In recognition of the importance of monitoring and verification, the Department of Energy has set ambitious goals for CO2 retention, demanding strict accounting standards for storage inventories. Indeed, DOE’s target exceeds the accuracy taken for granted in day-to-day transactions like the purchase of gasoline. While DOE demands 1% accuracy in the inventory mass balance, gasoline pumps, which are usually not temperature compensated, may stray by several percent from the actual mass balance (Suiter, 2007).

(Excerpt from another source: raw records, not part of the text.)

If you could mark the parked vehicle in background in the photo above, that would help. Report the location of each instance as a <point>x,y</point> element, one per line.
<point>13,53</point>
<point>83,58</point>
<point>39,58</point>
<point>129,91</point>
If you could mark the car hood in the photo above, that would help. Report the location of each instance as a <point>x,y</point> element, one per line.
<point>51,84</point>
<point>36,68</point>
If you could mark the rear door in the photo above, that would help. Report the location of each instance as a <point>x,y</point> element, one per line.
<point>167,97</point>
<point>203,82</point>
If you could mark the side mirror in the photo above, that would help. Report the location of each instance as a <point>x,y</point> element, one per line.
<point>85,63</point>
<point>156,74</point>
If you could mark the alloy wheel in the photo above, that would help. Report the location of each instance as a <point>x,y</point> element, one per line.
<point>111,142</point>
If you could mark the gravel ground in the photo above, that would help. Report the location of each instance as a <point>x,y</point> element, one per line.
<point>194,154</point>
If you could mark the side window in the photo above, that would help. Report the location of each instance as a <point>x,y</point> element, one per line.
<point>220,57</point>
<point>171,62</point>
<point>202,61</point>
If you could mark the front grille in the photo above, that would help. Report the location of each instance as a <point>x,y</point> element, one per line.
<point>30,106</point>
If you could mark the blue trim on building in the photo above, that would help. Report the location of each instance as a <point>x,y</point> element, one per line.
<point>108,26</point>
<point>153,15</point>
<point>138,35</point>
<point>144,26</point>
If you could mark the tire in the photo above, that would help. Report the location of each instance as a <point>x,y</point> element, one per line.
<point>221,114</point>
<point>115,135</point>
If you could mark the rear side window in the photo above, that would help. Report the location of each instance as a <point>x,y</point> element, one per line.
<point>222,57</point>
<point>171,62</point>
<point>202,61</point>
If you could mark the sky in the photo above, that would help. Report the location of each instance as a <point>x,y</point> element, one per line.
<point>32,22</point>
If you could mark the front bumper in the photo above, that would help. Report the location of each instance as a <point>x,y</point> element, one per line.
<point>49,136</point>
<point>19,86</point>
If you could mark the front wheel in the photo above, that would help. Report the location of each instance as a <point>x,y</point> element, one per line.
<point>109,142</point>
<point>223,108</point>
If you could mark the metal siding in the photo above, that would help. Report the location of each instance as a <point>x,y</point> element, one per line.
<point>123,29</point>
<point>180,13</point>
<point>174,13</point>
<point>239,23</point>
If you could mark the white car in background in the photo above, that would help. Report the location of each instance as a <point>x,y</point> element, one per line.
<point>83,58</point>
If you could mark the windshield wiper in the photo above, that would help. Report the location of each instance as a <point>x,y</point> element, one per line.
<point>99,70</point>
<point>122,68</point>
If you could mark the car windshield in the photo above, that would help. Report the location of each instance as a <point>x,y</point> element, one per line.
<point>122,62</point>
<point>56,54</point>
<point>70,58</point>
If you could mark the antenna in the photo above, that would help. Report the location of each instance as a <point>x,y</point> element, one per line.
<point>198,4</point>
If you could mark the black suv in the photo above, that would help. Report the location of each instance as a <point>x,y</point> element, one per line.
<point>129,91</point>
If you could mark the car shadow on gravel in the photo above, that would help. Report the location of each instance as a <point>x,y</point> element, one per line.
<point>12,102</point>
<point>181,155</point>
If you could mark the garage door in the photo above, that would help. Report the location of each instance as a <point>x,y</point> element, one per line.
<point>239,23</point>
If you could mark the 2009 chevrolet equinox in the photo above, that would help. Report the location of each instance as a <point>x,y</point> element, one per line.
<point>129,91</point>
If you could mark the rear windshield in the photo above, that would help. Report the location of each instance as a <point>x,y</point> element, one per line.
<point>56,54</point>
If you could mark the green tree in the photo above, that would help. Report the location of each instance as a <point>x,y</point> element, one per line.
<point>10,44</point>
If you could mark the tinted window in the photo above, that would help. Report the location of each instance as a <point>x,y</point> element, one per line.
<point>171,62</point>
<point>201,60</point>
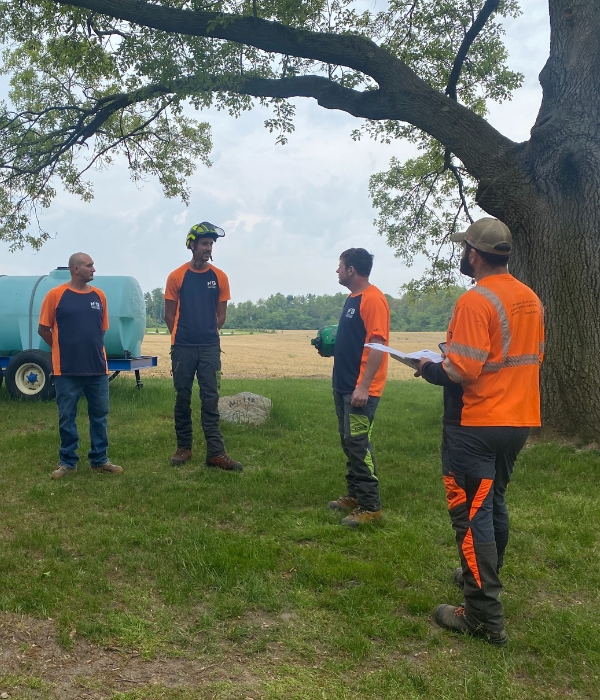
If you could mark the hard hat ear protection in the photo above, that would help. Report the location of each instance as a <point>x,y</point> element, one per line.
<point>203,230</point>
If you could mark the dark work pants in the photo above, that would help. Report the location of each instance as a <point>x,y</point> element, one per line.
<point>355,426</point>
<point>204,363</point>
<point>477,464</point>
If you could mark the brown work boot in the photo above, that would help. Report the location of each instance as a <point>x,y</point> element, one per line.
<point>343,503</point>
<point>453,618</point>
<point>360,517</point>
<point>108,468</point>
<point>62,471</point>
<point>224,462</point>
<point>182,454</point>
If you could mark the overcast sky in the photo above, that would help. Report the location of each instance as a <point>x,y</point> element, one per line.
<point>287,211</point>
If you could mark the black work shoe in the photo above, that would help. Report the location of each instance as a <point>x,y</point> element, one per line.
<point>182,454</point>
<point>360,517</point>
<point>343,503</point>
<point>453,618</point>
<point>108,468</point>
<point>224,462</point>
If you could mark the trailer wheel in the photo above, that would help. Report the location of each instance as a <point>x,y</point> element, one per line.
<point>28,376</point>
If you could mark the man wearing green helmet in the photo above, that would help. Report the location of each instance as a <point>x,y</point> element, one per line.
<point>196,297</point>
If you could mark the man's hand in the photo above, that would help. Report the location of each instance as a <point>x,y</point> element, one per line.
<point>422,362</point>
<point>360,396</point>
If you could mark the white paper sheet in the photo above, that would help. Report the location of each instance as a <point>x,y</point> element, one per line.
<point>408,358</point>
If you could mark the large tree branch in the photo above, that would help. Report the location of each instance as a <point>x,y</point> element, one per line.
<point>483,16</point>
<point>402,96</point>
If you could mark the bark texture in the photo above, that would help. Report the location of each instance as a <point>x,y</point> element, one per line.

However, injection measurements are far easier than accurate inventories of the CO2 stored in the reservoir. Methods that can create such an inventory without having to rely on a historic record of injections and a continuous observation of potential leak paths would be highly preferable. There are a number of dynamic effects that make accurate accounting of the CO2 difficult. For example, it is possible for CO2 to migrate out of the storage reservoir. Whether or not this leads to actual leakage is difficult to determine. The relatively high background of CO2 in the atmosphere and soil, coupled with seasonal fluctuations in CO2 fluxes, make accurate detection of slow leaks difficult. Chemical conversion and dissolution of CO2 further complicate a full accounting.

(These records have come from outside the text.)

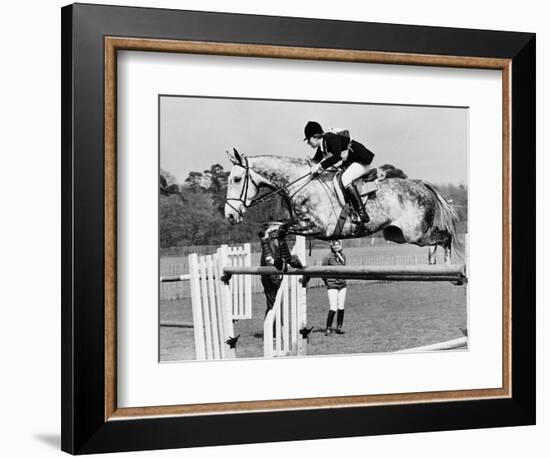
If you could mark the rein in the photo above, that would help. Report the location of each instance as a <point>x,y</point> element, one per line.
<point>269,195</point>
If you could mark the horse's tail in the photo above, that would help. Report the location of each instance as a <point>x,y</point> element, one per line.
<point>446,219</point>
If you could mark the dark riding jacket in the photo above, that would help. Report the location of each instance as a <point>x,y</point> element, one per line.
<point>332,259</point>
<point>335,144</point>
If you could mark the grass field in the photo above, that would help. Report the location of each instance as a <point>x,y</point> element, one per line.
<point>380,317</point>
<point>381,254</point>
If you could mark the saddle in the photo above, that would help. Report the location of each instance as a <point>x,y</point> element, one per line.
<point>366,185</point>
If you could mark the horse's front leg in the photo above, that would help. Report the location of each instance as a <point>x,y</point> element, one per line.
<point>447,253</point>
<point>431,254</point>
<point>278,230</point>
<point>288,258</point>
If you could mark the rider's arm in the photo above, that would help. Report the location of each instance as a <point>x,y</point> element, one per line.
<point>333,146</point>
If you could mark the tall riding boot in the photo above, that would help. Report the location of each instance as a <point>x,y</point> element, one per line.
<point>330,318</point>
<point>339,321</point>
<point>355,199</point>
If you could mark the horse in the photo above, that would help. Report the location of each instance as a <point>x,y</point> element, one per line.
<point>405,210</point>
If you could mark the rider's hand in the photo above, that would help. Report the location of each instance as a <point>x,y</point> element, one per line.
<point>345,155</point>
<point>316,169</point>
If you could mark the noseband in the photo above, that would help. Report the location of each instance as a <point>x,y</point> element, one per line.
<point>244,190</point>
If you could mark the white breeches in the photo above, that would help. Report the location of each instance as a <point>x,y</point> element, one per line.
<point>354,171</point>
<point>337,298</point>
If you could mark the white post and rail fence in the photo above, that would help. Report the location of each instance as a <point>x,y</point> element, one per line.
<point>221,292</point>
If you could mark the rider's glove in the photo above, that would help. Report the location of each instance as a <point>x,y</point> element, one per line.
<point>316,170</point>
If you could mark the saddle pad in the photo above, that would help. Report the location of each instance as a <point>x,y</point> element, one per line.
<point>364,187</point>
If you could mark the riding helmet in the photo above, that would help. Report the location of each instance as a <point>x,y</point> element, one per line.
<point>312,128</point>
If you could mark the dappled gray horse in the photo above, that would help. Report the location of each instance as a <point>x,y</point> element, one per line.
<point>405,210</point>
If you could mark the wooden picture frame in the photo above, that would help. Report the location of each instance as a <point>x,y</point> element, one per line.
<point>91,37</point>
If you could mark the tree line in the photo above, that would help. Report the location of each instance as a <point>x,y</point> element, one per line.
<point>195,216</point>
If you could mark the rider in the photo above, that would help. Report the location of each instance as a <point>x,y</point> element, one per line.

It is therefore our concern that the adoption of CCUS will fail, not because the procedure is unsafe or unreliable, but because it is not yet possible to independently and objectively determine the inventory of CO2 stored. Unless accounting schemes can be developed that are able to measure the total amount of injected carbon from first principles without having to trust prior observations, the public will, quite rightly, remain skeptical. There are enormous financial stakes involved in reservoir construction and maintenance. It is this concern which makes it necessary to develop an inventory tool that will allow an independent and accurate accounting of the injected carbon.
The RCN-CCUS aims to address these issues on MVA as well as risk analysis methods via transdisciplinary collaborations among participants.
Any environmental mitigation technology would not be deployed without a regulatory system, and without the existing technologies these regulatory systems would be meaningless. Thus, it is important for policy and law makers to understand the current research and development status of CCUS technologies. CCUS will not be fully employed if there is no global agreement, and thus, in-depth discussions among global participants will be important. The RCN-CCUS aims to investigate these issues for both USA and other participating countries and learn from each other’s experience, since the selection of CCUS technologies is often location-specific.